US Poolbeg firm wants Gormley to 'stand aside'
Environment Minister's 'conflict of interest' is concern for investors
Published 01/08/2010 | 05:00
Environment Minister John Gormley should "stand aside" from the decision-making process in relation to the Poolbeg incinerator because there is strong evidence he has a conflict of interest, according to the US company behind the plan.
Covanta Energy, the US firm that is Dublin City Council's partner in the planned development, has been unable to proceed with the €350m project because the Department of the Environment has, so far, not issued a foreshore licence which would allow the construction of a ventilation system at Poolbeg.
Mr Scott Whitney, Covanta's chief executive in Europe, says the company is now seeking a meeting with Taoiseach Brian Cowen to find out if the project is still a runner, and he admits that the company has looked in general terms at what they would do in "a worst-case scenario". That would mean legal action to recover tens of millions of euros.
So far, the company has spent €20m on the Poolbeg plan, but issues like the loss of future potential earnings could come into the equation if legal action is taken.
And in an interview with the Sunday Independent, Mr Whitney admits that institutional investors in the US are now wondering if Ireland is a place in which they can do business, following what he called the "unique" way the Poolbeg project has been handled by the Fianna Fail/Green administration.
"We do know from communication we've had with at least one of our significant shareholders that there is some concern in investor circles about whether Ireland is going to continue to be a good place for American companies to do business, particularly given the current situation," Mr Whitney said.

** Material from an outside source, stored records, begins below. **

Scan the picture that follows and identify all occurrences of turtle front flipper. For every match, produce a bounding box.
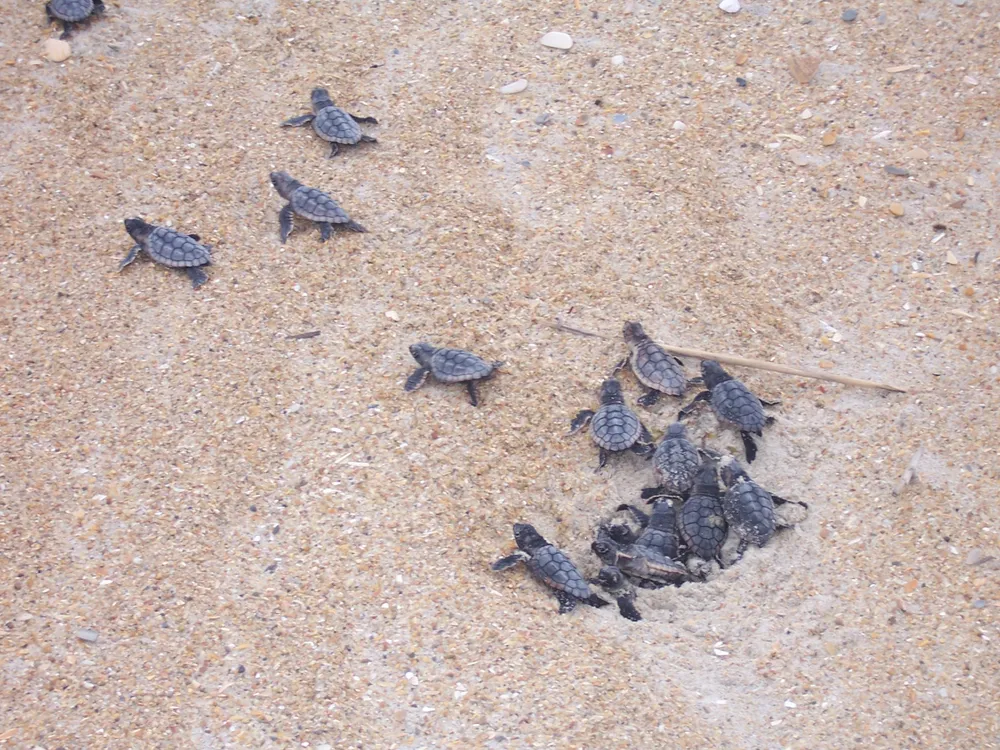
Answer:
[118,245,142,273]
[184,266,208,289]
[490,552,525,570]
[569,409,594,435]
[281,112,316,128]
[618,595,642,622]
[403,367,431,393]
[278,203,295,245]
[677,391,712,422]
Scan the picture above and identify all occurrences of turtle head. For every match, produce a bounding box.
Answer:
[514,523,548,552]
[622,320,649,345]
[125,218,156,245]
[701,359,733,390]
[600,378,625,405]
[310,86,333,112]
[410,343,437,367]
[271,172,302,200]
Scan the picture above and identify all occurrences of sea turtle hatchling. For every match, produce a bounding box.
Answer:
[403,343,504,406]
[281,88,378,159]
[271,172,368,244]
[569,378,655,469]
[615,321,688,406]
[491,523,610,614]
[118,219,212,289]
[719,458,809,560]
[45,0,104,39]
[678,359,778,463]
[677,459,728,565]
[590,565,642,622]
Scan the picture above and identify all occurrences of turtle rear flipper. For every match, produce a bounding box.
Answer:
[403,367,431,393]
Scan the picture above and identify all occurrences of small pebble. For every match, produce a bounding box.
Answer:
[500,78,528,94]
[45,39,72,62]
[542,31,573,49]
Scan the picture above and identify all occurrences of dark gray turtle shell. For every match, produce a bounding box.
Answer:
[431,349,494,383]
[590,404,642,451]
[722,479,775,547]
[653,437,701,495]
[313,107,361,145]
[527,544,591,600]
[678,495,727,560]
[711,380,766,434]
[631,341,687,396]
[289,185,351,224]
[48,0,94,23]
[144,227,212,268]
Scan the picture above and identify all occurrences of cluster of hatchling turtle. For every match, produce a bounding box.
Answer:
[488,322,808,621]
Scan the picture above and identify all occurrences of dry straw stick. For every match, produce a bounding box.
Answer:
[553,321,907,393]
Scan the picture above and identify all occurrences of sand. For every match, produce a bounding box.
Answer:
[0,0,1000,750]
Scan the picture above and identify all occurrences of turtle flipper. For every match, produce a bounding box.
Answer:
[556,591,576,615]
[490,552,524,570]
[184,266,208,289]
[569,409,594,435]
[278,203,295,245]
[118,245,142,272]
[403,367,431,393]
[677,391,712,422]
[618,596,642,622]
[281,112,316,128]
[740,430,757,464]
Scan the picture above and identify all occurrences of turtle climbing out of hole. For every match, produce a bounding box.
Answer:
[491,523,610,614]
[615,321,690,407]
[569,378,656,470]
[271,172,368,244]
[118,219,212,289]
[403,343,504,406]
[45,0,104,39]
[590,565,642,622]
[281,88,378,159]
[677,359,779,463]
[720,458,809,562]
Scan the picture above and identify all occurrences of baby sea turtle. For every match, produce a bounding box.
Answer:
[678,460,728,564]
[590,529,688,588]
[590,565,642,622]
[615,321,688,406]
[720,459,809,560]
[281,88,378,159]
[678,359,778,463]
[118,219,212,289]
[653,422,701,495]
[569,378,655,469]
[492,523,609,614]
[403,343,504,406]
[271,172,368,244]
[45,0,104,39]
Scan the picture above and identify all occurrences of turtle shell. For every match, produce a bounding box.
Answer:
[49,0,94,23]
[145,227,212,268]
[590,404,642,451]
[631,341,687,396]
[313,107,361,145]
[722,480,775,547]
[431,349,493,383]
[678,495,727,560]
[527,544,591,599]
[289,185,351,224]
[711,380,765,434]
[653,437,701,495]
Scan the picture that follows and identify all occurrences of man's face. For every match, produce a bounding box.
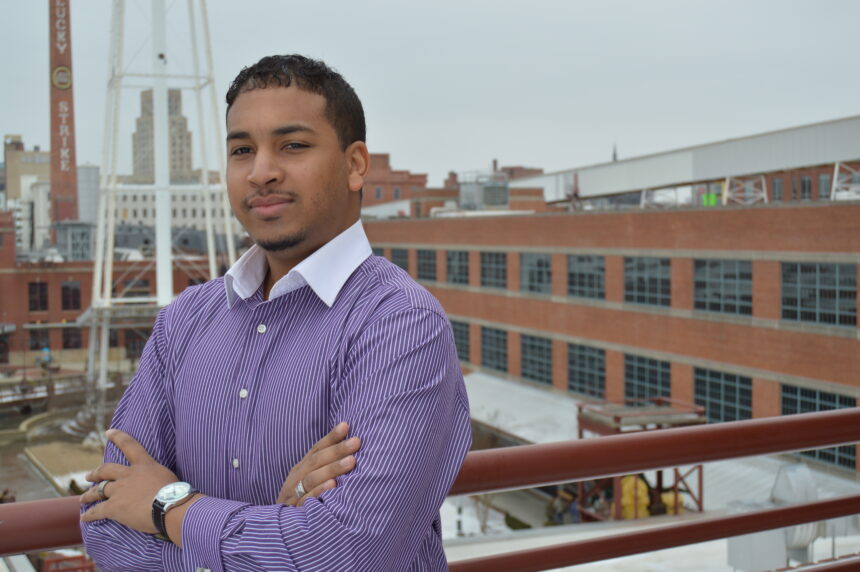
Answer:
[227,86,367,259]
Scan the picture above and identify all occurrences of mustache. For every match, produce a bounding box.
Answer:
[242,191,299,209]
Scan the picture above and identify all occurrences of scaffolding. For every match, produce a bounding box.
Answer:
[575,397,707,521]
[79,0,236,435]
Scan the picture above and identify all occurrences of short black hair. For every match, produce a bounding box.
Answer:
[227,54,367,149]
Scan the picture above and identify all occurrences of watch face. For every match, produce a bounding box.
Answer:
[155,481,191,503]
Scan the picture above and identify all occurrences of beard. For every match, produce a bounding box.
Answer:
[255,232,306,252]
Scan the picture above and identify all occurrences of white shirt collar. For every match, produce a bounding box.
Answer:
[224,220,372,308]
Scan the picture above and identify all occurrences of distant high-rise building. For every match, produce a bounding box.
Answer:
[131,89,196,183]
[78,165,100,224]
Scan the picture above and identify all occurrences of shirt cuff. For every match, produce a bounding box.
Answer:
[182,496,248,572]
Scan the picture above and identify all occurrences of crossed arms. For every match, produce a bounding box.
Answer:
[82,302,470,571]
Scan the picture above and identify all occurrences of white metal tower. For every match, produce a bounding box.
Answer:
[82,0,236,435]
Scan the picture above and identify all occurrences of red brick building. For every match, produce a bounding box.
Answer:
[366,147,860,470]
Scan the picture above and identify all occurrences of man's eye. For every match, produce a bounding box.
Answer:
[284,142,309,151]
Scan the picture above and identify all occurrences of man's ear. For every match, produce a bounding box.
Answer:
[346,141,370,191]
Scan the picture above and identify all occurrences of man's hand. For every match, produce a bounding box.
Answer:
[81,429,179,534]
[277,422,361,506]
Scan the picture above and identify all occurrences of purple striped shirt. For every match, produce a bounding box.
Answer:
[82,227,471,571]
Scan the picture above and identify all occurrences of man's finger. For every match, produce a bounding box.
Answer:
[79,482,111,504]
[81,502,108,522]
[302,455,355,496]
[298,479,337,506]
[304,437,361,472]
[308,421,349,453]
[86,463,129,483]
[105,429,152,464]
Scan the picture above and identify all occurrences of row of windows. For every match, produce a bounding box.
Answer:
[451,321,856,468]
[782,385,857,469]
[380,248,857,326]
[27,281,81,312]
[29,328,149,357]
[119,193,221,203]
[771,173,860,202]
[114,207,224,218]
[373,187,400,201]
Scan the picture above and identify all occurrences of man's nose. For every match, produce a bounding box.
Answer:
[248,150,284,190]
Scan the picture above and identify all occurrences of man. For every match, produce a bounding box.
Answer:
[82,56,470,571]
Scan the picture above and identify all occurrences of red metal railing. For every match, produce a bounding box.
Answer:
[0,408,860,572]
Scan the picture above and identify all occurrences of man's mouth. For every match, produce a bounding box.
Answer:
[246,194,295,218]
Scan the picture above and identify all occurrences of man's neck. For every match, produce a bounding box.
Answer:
[256,217,358,300]
[263,252,308,300]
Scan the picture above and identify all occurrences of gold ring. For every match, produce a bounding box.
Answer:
[98,481,110,501]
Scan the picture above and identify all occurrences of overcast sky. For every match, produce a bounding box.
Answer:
[0,0,860,185]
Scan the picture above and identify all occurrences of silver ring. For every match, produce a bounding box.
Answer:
[97,481,110,501]
[296,480,308,499]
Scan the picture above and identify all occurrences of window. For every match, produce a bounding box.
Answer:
[520,253,552,294]
[567,255,606,298]
[481,252,508,288]
[800,176,812,201]
[30,328,51,351]
[624,257,672,306]
[567,344,606,399]
[481,326,508,371]
[770,178,782,203]
[782,385,857,469]
[63,328,81,350]
[520,334,552,385]
[447,250,469,284]
[693,260,752,316]
[693,367,752,423]
[782,262,857,326]
[451,320,469,361]
[125,330,149,359]
[121,278,149,298]
[61,281,81,310]
[27,282,48,312]
[818,174,830,201]
[418,250,436,280]
[624,354,672,399]
[391,248,409,272]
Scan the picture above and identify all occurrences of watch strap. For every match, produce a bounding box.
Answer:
[152,487,200,542]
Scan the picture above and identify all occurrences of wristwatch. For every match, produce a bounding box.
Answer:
[152,481,200,542]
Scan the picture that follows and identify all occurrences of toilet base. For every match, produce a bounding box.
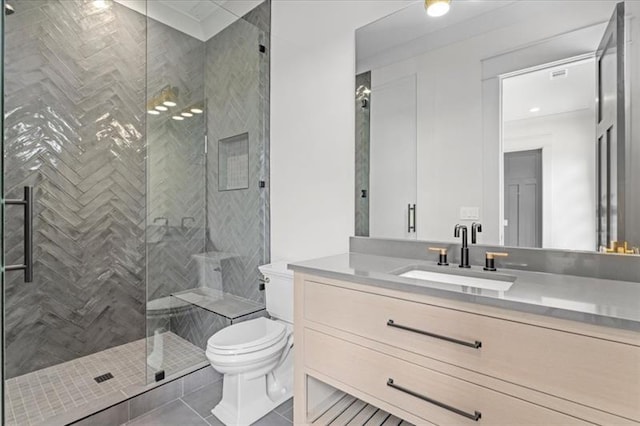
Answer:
[211,374,293,426]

Mr Whitney says that in his experience it is almost unique that a person who was vehemently opposed to the incinerator project before he was elected is now expected to make an unbiased decision about whether it gets support or is hindered.
"He claims that he can be impartial, but in every other situation like this that I've ever seen anywhere in the world, there is a way of handling these things.
"If there's even a substantial appearance of a conflict of interest, then normally that official excuses him or herself from this specific situation, and it seems to me here that there's a pretty strong appearance of it [conflict of interest]. Given what is at stake, it would be pretty difficult for anybody to be impartial in this situation, it's a very difficult situation for everybody," Mr Whitney said.
Asked by the Sunday Independent if he was looking for clarity from the Taoiseach that the company was not "wasting its time", Mr Whitney replied: "Yes, exactly, and it's really more than just the foreshore licence, and I think you just stated what we are looking for most succinctly."
When pressed on the possibility of legal action against the Government if the project is scuppered, Mr Whitney said: "There have been discussions in that regard, I'm not going to lie to you but we haven't spent a lot of time in regard to plotting a worst case strategy."